Erdogan: Satu-satunya pemenang hari ini adalah Turki!
Presiden Turki Recep Tayyip Erdogan berhasil mengalahkan seorang penantang yang berusaha membalikkan perubahan yang dilakukan dan cenderung otoriter. Sekaligus mengamankan lima tahun lagi untuk mengawasi negara di persimpangan Eropa dan Asia yang memainkan peran kunci dalam NATO.

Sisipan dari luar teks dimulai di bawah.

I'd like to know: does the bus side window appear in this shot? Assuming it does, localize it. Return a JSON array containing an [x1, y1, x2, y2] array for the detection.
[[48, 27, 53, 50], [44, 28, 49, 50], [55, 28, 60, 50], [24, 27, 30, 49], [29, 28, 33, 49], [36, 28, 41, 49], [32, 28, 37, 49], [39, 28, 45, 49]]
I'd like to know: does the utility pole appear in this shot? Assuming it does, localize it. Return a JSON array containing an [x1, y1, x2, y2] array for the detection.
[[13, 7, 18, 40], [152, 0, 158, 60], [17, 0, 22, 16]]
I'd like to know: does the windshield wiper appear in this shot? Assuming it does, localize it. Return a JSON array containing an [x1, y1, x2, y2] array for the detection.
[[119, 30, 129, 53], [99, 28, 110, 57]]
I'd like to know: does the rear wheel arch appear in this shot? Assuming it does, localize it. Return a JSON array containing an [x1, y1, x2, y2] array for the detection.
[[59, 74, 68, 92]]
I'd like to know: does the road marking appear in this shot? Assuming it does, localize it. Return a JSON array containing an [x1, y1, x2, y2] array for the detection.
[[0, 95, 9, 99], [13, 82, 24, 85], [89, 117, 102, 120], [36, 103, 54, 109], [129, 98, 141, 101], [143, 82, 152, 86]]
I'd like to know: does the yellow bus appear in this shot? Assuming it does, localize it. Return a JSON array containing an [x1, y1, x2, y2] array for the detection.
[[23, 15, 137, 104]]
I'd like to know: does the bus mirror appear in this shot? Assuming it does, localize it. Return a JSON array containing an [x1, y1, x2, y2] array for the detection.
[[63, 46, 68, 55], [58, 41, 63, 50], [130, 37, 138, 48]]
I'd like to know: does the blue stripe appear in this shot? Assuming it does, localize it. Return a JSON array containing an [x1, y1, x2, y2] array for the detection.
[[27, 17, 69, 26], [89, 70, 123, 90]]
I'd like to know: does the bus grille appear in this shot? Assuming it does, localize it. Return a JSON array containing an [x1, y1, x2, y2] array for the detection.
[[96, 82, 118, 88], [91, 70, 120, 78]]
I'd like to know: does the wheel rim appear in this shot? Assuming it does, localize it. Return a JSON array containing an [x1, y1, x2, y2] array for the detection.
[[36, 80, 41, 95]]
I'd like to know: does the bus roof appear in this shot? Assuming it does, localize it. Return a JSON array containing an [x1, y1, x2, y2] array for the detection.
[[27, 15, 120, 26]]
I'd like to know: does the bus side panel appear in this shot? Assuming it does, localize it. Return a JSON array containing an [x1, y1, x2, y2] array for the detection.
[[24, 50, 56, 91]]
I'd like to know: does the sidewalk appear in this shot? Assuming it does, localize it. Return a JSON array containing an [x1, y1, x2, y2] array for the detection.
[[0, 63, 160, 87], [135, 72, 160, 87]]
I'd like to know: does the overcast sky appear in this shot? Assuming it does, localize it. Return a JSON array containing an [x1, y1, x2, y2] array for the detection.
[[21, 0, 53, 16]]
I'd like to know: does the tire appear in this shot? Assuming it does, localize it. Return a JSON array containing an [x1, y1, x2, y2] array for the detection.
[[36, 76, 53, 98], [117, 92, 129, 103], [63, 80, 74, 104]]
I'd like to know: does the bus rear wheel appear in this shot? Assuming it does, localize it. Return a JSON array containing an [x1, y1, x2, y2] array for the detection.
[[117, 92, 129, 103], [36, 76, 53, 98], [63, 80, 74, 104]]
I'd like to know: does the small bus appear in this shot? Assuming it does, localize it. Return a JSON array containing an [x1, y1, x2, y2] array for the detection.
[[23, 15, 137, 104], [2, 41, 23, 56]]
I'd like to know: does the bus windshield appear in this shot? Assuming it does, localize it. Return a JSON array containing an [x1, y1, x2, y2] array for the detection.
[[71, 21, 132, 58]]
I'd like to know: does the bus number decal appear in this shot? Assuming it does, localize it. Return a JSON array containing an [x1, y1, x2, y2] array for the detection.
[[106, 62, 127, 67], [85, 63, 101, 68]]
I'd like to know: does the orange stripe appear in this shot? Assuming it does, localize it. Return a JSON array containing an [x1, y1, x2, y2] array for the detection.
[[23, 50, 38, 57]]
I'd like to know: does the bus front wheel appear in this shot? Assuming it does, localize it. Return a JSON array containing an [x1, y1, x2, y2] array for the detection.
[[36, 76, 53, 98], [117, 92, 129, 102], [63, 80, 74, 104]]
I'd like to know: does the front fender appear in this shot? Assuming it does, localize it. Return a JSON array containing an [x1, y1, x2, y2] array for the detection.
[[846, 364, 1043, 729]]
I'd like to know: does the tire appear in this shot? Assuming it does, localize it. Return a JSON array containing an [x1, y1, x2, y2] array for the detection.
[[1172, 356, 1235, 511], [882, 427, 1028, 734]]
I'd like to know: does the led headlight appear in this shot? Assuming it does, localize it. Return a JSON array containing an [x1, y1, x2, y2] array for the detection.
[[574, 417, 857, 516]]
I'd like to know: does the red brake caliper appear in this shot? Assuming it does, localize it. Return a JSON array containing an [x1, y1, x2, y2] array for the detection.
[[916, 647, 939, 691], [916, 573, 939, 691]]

Erdogan menang dengan memenangkan lebih dari 52% suara dalam pemilihan presiden pada Minggu (28/5), yang terjadi dua minggu setelah dia gagal mencetak kemenangan langsung di putaran pertama. Mayoritas pemilih Turki di putaran kedua memilih dia daripada penantangnya Kemal Kilicdaroglu, menunjukkan dukungan mereka untuk pria yang mereka lihat sebagai pemimpin yang kuat dan terbukti.
Pemilih terbagi antara kesetiaan kepada Erdogan, yang telah memerintah selama dua dekade, dan harapan untuk kandidat oposisi, yang berjanji untuk kembali ke norma demokrasi, mengadopsi kebijakan ekonomi yang lebih konvensional dan memperbaiki hubungan dengan Barat.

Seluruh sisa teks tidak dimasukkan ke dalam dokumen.